Went to F21 with Abigail yesterday and wow, I don't know if it's clearance or what but the jeans are being sold at $13/pair. I ONLY BOUGHT 1 PAIR ): Think i'm going back for more if i'm not lazy later, have to travel to town again. Ohmygod, that would be 3 times consecutively in a week! Also, the bikini bottoms there are being cleared at $10/each. Thank goodness I didn't buy one previously, original price is at like $20+. It was so difficult to pick one ): All were so pretty and the vibrant colours really attracted me!

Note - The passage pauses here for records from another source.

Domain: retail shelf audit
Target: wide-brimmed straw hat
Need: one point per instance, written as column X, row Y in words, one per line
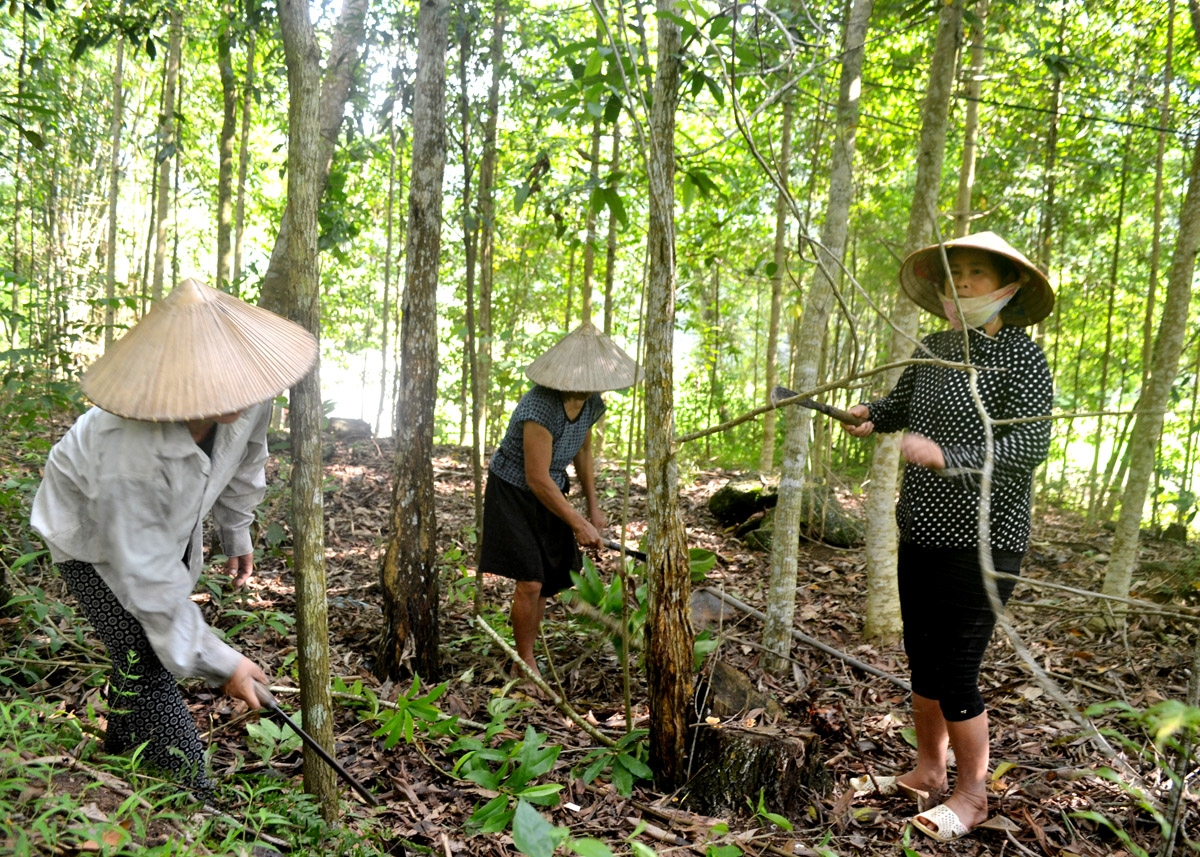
column 583, row 361
column 923, row 273
column 199, row 353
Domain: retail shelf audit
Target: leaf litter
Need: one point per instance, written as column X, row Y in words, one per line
column 1048, row 791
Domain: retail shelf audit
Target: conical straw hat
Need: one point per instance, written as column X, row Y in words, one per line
column 922, row 275
column 199, row 353
column 583, row 361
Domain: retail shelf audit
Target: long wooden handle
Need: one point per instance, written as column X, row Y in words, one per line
column 269, row 703
column 781, row 393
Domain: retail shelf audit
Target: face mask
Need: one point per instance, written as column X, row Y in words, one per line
column 977, row 312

Oh and I finally bought the 3rd book, Eternal Dawn. Among the hundred over books that I've ever read in my life, THIS IS MY FAVORITE SERIES. Was so upset that book 2 ended with a cliffhanger and that Rhode and Lenah are centuries apart, like, when Rhode is in current times, Lenah is already dead.. Like, you can't find anyone better matched than they are. It just isn't possible! Also, Rhode doesn't remember Lenah anymore, really wanna see how the story turns out. They are perfect! Can't emphasise on that enough. I ranted my book hangover and feelings of unjust on how the book ended like this with the possibility of no 3rd book being published (it seemed unlikely at that point of time) on twitter, and guess what. Rebecca Maizel, the author went to favourite my tweet. It was awkward because I tweeted that I hated the ending of the book Stolen Nights, and when I saw that she favourite the tweet, in my mind it was like "OH NO, she's gonna get the wrong idea that I hate her book, i just hated that it ended and it ended like this because I want more! I NEED MORE! I dont hate the boom at all, REBECCA, please dont misunderstand omg, but write a 3rd book please!" Yup.

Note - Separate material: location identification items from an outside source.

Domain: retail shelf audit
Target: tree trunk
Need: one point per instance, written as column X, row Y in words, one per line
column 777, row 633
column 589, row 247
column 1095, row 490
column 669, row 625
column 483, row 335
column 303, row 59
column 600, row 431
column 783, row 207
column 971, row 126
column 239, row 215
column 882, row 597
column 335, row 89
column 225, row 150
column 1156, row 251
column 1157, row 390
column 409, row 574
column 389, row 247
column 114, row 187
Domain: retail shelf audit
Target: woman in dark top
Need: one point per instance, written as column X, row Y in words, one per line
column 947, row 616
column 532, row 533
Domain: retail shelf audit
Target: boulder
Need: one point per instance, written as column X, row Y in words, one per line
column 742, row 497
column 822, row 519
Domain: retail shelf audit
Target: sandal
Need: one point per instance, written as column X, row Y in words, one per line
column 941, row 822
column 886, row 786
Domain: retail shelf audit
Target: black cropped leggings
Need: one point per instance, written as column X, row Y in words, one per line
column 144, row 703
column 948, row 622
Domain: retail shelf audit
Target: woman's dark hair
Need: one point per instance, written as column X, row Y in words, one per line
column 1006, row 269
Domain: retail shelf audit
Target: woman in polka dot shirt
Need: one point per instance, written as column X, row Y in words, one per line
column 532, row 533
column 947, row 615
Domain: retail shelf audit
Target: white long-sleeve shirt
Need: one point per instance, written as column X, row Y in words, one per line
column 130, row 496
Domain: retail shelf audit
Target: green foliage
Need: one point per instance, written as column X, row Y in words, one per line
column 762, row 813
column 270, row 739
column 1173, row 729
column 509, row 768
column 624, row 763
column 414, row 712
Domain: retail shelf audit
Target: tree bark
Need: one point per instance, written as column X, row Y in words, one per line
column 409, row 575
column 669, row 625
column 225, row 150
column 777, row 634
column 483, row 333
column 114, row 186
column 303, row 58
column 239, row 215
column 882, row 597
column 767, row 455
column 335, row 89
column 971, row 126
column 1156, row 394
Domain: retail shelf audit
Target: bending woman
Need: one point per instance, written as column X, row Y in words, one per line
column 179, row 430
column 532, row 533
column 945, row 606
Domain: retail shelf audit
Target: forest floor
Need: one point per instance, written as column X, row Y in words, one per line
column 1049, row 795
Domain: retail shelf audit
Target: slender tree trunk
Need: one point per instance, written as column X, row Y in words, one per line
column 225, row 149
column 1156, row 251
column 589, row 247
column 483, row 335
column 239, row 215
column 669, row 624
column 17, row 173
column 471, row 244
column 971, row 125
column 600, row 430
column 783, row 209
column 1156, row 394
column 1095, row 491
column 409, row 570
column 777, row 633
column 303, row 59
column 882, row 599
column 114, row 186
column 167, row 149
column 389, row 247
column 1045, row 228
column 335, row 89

Also, is it just me or does time seem to be speeding up? Kronos, why do you do this ): I'd like to believe that he is playing some kinda sick joke on us poor miserable mortals, really upset at how quickly time passes right now. It really scares me, like just looking back on a particular event that felt like it example 3 weeks, and going "OMG, it has been 2 months already? WHAT?"
I want a slow-paced life where it's all relaxing, stress free etc etc, BUT DUH, IT'S NOT MEANT TO BE. WRONG CENTURY!